This, along with demands NATO commit to not admitting Ukraine and Georgia, whose territories are also partially occupied by Russian-backed separatists, are effectively non-starters. Neither country is likely to be admitted to NATO precisely because of those occupations but stating so openly would give Russia an explicit veto over internal NATO deliberations; it would undermine the alliance’s entire raison d’etre. Any diplomatic solution, then, is likely to come at Ukraine’s, and not NATO’s, expense.

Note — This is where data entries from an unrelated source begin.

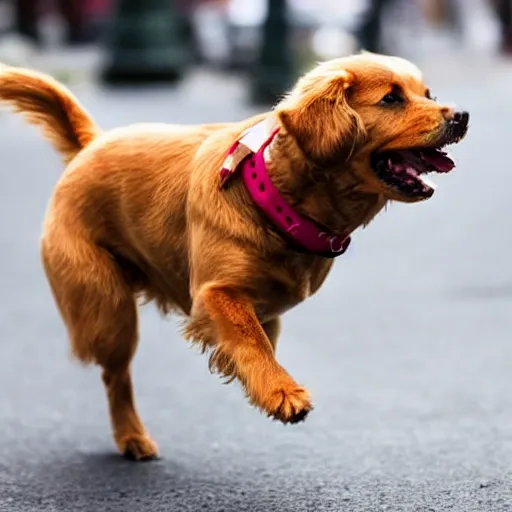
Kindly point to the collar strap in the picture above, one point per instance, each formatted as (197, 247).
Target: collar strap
(248, 156)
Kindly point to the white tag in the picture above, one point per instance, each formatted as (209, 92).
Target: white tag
(255, 137)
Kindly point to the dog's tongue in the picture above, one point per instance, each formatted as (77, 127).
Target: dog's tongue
(438, 159)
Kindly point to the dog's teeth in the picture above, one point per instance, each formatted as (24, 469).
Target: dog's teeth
(427, 181)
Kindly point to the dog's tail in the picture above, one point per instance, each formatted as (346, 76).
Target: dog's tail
(50, 105)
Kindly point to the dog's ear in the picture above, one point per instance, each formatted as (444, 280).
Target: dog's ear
(318, 116)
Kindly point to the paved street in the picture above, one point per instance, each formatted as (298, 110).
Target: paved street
(407, 349)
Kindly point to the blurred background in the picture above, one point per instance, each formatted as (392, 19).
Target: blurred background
(407, 347)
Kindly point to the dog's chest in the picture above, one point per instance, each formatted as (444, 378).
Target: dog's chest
(291, 284)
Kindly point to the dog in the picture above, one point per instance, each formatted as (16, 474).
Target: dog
(230, 224)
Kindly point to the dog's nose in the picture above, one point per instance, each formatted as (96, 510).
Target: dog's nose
(458, 124)
(461, 118)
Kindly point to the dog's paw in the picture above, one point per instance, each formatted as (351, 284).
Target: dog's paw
(138, 447)
(288, 404)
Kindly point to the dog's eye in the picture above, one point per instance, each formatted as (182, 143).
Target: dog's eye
(429, 96)
(391, 99)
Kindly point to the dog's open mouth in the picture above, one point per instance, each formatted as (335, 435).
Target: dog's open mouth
(406, 170)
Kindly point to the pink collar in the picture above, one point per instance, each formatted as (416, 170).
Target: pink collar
(249, 154)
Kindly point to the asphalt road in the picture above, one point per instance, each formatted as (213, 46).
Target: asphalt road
(407, 350)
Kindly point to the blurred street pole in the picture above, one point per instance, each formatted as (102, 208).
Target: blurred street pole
(147, 42)
(369, 31)
(273, 73)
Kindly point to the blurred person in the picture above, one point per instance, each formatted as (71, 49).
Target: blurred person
(27, 14)
(503, 9)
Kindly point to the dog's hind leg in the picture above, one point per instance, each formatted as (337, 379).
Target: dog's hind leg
(100, 313)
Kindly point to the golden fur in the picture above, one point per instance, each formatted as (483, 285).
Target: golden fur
(138, 214)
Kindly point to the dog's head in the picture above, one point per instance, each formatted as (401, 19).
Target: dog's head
(373, 114)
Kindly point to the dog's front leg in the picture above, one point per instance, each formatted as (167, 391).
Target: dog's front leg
(224, 318)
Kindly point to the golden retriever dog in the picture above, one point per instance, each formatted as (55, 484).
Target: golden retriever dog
(229, 225)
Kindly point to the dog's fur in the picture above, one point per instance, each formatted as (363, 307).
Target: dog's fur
(139, 213)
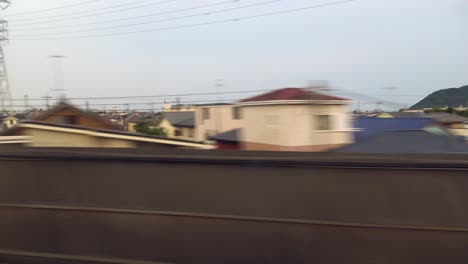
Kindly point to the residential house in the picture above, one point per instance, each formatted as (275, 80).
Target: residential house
(46, 134)
(8, 121)
(295, 119)
(67, 114)
(430, 140)
(213, 119)
(152, 119)
(412, 114)
(455, 124)
(371, 126)
(228, 140)
(179, 124)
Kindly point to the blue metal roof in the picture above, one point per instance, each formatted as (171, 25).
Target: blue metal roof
(370, 126)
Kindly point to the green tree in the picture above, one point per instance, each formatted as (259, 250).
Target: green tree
(146, 128)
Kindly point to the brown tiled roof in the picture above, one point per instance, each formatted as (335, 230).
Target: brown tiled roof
(288, 94)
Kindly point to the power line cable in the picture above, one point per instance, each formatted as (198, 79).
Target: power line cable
(53, 8)
(146, 96)
(70, 17)
(131, 18)
(192, 25)
(154, 21)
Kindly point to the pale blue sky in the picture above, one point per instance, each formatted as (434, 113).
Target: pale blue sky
(418, 46)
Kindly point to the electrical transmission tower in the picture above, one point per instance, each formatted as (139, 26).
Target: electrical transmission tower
(5, 92)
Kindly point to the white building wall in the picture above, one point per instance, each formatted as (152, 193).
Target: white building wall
(221, 120)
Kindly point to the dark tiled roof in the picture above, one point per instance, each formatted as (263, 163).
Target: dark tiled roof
(229, 136)
(182, 118)
(407, 114)
(447, 118)
(288, 94)
(370, 126)
(411, 141)
(14, 129)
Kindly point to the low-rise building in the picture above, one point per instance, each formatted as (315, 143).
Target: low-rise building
(44, 134)
(8, 121)
(294, 119)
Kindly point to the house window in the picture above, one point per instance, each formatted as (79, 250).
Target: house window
(272, 120)
(324, 122)
(236, 113)
(206, 113)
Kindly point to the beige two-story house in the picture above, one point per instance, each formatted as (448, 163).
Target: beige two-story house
(294, 119)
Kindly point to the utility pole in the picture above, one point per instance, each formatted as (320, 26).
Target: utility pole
(26, 102)
(47, 97)
(5, 92)
(219, 84)
(59, 81)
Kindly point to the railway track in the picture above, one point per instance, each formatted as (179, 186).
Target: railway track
(63, 206)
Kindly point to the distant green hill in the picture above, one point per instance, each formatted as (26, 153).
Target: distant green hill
(452, 97)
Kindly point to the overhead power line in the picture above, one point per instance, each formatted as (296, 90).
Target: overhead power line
(71, 17)
(54, 8)
(193, 25)
(130, 18)
(152, 22)
(147, 96)
(136, 104)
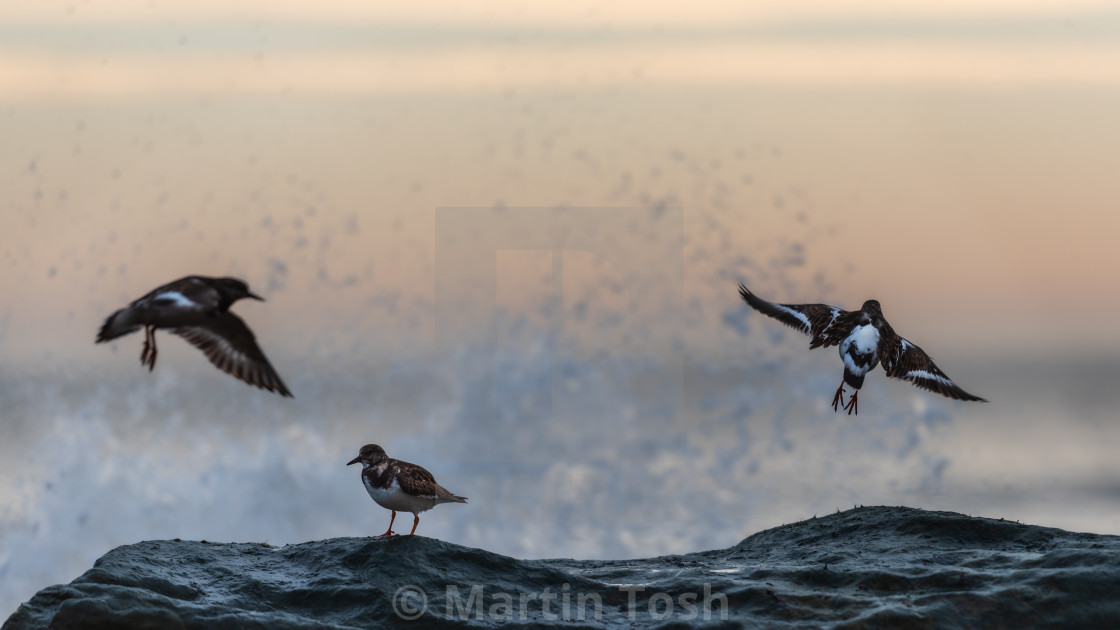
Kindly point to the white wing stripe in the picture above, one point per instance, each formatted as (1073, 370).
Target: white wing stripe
(176, 297)
(796, 314)
(926, 376)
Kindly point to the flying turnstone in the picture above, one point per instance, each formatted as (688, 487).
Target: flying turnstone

Western intelligence agencies believe Putin has assessed that the Russian project in separatist-held eastern Ukraine is in danger of being terminated once Ukraine builds up sufficient strength to retake the territories. It would be preferable to Putin for the Western powers to place restraints on Ukraine’s military freedom of action today than for Russia to do so by fighting a costly war, though Putin has signalled he is prepared to initiate conflict. It is unclear if Ukraine will agree to such terms under the already-restrictive and domestically unpopular Minsk II Protocol negotiated in 2015 by Putin and former Ukrainian president Petro Poroshenko to end the fighting in Donetsk and Luhansk. The Western powers are more likely to be able to dictate such terms to Kyiv, dependent on foreign military aid and economic loans as it is, though, than to credibly threaten Russia with sanctions at this time.
A series of peace talks between Russia and the West over the Russian military buildup around Ukraine have not resulted in any progress and the risk of a Russian invasion of Ukraine is high. Whether the Ukrainian crisis escalates or not depends on the response from Western leaders to Russian security proposals.